Brooklyn Heights Promenade in Brooklyn Heights, NY
Brooklyn Heights Promenade
The Promenade is a small, but it has some important landmarks. The flagpole at the bottom of Montague Street honors Genevieve Beavers Earle (1885-1956), an influential Brooklyn Heights resident who served as president for both his suffrage society and local Rotary Club among other things.
The stone marking the land where "Four Chimneys" House formerly stood is a few steps behind flagpole. In this house, used as headquarters by George Washington during Battle of Long Island Council Of War decided to withdraw American Army from island and escape across East River into Manhattan on August 29th 1776.
There's a lot more to the Promenade than meets the eye. It isn't actually an extension of parkland, but rather owned and maintained by Transportation for use as part walkway between private residences on either side.

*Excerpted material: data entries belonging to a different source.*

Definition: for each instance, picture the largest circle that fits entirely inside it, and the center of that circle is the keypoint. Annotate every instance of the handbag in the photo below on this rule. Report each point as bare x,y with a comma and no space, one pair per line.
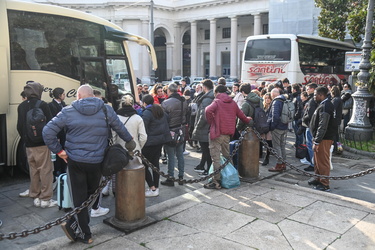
178,133
115,156
301,151
229,174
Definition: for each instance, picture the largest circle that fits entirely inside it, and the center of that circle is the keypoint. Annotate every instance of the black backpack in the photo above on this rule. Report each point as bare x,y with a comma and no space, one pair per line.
260,119
35,121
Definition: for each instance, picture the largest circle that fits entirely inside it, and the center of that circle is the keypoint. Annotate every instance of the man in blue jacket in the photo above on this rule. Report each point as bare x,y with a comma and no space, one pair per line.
86,140
278,129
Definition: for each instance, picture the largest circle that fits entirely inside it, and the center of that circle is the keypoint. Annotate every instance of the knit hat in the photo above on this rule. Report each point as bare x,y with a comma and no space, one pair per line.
127,100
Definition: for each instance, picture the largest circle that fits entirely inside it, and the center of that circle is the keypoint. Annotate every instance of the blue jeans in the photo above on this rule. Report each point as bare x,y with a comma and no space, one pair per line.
178,152
299,138
309,138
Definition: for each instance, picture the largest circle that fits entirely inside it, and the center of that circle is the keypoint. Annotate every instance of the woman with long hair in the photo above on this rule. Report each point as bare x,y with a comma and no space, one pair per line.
337,103
267,100
157,129
158,94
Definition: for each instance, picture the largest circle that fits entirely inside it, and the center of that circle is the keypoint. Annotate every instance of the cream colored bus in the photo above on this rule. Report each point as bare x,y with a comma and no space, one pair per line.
57,47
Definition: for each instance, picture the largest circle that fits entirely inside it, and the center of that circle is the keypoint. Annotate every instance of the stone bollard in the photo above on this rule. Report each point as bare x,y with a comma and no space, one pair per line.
248,158
130,214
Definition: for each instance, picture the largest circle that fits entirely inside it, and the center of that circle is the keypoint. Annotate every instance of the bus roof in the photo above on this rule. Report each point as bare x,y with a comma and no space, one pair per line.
57,10
309,39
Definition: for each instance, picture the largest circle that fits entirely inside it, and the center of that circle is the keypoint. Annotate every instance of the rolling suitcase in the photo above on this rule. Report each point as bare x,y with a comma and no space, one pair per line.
63,195
232,145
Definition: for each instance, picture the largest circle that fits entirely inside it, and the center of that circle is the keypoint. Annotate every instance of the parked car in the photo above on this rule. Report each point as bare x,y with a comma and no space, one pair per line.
177,78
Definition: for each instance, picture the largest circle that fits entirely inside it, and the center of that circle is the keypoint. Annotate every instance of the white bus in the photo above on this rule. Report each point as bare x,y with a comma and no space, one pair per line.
300,58
57,47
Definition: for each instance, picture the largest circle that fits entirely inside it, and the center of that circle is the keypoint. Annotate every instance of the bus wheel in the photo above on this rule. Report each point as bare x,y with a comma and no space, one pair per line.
22,158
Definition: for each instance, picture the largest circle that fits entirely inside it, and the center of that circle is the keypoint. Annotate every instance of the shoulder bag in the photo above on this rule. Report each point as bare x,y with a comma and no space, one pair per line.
178,133
115,156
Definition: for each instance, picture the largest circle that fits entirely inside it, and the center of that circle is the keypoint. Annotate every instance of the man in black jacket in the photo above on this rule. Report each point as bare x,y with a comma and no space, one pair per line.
323,129
38,155
309,111
175,106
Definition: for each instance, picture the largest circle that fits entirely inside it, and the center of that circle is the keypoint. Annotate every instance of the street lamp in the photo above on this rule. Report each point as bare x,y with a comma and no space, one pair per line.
359,127
152,80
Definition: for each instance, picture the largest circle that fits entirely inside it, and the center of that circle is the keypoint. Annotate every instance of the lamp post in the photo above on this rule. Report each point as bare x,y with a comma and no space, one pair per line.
152,80
359,127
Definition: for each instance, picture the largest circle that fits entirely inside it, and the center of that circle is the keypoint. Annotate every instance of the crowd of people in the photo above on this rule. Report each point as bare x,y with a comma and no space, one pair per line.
207,117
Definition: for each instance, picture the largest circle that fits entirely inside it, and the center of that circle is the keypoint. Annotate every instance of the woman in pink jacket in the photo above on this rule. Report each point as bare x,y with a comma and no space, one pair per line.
221,114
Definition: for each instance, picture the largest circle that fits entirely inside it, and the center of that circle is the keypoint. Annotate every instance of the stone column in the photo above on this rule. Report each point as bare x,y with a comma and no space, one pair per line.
233,47
359,127
169,58
212,47
144,63
257,24
193,48
177,52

It was a perfect day for President Lincoln to get out of his carriage and survey the landscape. He had just exited onto Brooklyn Heights, which is named after its location on elevated ground overlooking lower areas like Bay Ridge near downtown Manhattan along with other ports up top where ships used to go back when this area was still an inland port city before all getting too crowded down there since then.
"There may be finer views than this in the world, but I don't believe it," said President Abraham Lincoln with a smile as he exited his carriage on the crest that gives Brooklyn Heights its name.
Today, everyone from residents and visitors alike comes out to stroll along the Promenade. They can enjoy unmatched views of Staten Island as well as other landmarks such as Governor's Island ,the Statue of Liberty Ellis Island World Trade Center South Street Seaport Fulton Fish Market Brooklyn Bridge
The construction of Brooklyn Bridge Park has given the Promenade a more landscape-like view. Gentrification continues along its route, with Squibb park bridge being constructed in 2013 to provide access between it and Prospect Park but needing repairs during 2019 - 2020 due to various structural issues.
With deteriorating infrastructure, the New York City Department of Transportation began work on a repair project in 2020 or 2021. This will be done so that vehicle weight restrictions can be avoided by 2026.